Mask repair examples on the Park Systems NX-Mask

In photomask repair on the NX-Mask, there are two categories based on the substrate material and the nature of the defect: 1) soft defect and 2) hard defect. These two categories use the same basic photomask repair sequence outlined above but have slight differences to optimize the results based on the defect type. The first example shown in Figure 3 is the case of a soft defect repair on a photomask pattern. The first image on the left shows the survey scan result with the defect clearly visible in the pattern. After the defect removal step, the post-repair image confirms the successful removal of the defect as shown in the second image on the right. Further, with the non-destructive nature of AFM, it can be confirmed that the photomask pattern is maintained through a comparison of the survey scan and the post-repair imaging, which shows that only defects are selectively removed without any damage to the mask surface.nx mask fig3

Figure 3. Soft defect repair on photomask.

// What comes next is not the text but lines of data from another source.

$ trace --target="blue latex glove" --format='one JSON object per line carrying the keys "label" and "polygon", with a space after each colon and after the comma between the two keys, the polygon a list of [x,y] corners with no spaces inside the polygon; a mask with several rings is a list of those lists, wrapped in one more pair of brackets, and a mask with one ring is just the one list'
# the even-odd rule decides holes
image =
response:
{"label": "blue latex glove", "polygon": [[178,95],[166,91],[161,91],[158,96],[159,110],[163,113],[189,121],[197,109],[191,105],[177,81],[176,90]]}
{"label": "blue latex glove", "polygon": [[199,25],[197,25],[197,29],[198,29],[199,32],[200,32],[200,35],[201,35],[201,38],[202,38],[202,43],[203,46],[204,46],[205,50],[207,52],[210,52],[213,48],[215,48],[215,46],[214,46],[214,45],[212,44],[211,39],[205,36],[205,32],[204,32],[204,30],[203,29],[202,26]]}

In another example of soft defect repair, approximately 200 nm tall defect was removed from in the photomask pattern (Figure 4). The defect is identified through the survey scan step and selectively scratched through the repair step. In the repair image of figure 4, it can be seen that a residue of the defect still remains at the bottom of the pattern. However, the partial disintegration makes it easier to remove in an additional repair step, as can be seen in the post-repair imaging in Figure 4. Here, all defects in the pattern were completely removed through the repeated repair process.nx mask fig4

Figure 4. Soft defect repair on photomask. Here, repetitive defect
removal steps were required to eliminate the defect.

Figure 5 shows the result of hard defect repair, i.e., the removal of material within the photomask material itself. The mask repair process follows a similar process as with the soft defect case except in this case the defect is removed by progressively scratching the defect site with the AFM tip while preserving the photomask pattern.

nx mask fig5

Figure 5. Hard defect mask repair

Conclusion

This technical note demonstrates the mask repair capability of the Park Systems NX-Mask in soft defect and hard defect removal cases. In a stepwise process consisting of Survey scan/ Repair/Post-repair imaging, the defects were accurately identified on the photomask surface and subsequently removed/moved selectively without damage to the photomask surface as confirmed by the final post-repair imaging. The use of AFM in the semiconductor industry goes beyond simply measuring the sample surface and is being used in a variety of ways. The mask repair method by Park Systems NX-Mask points to another versatile application for AFM that can keep pace with the increasingly challenging demands of photolithography in the semiconductor industry.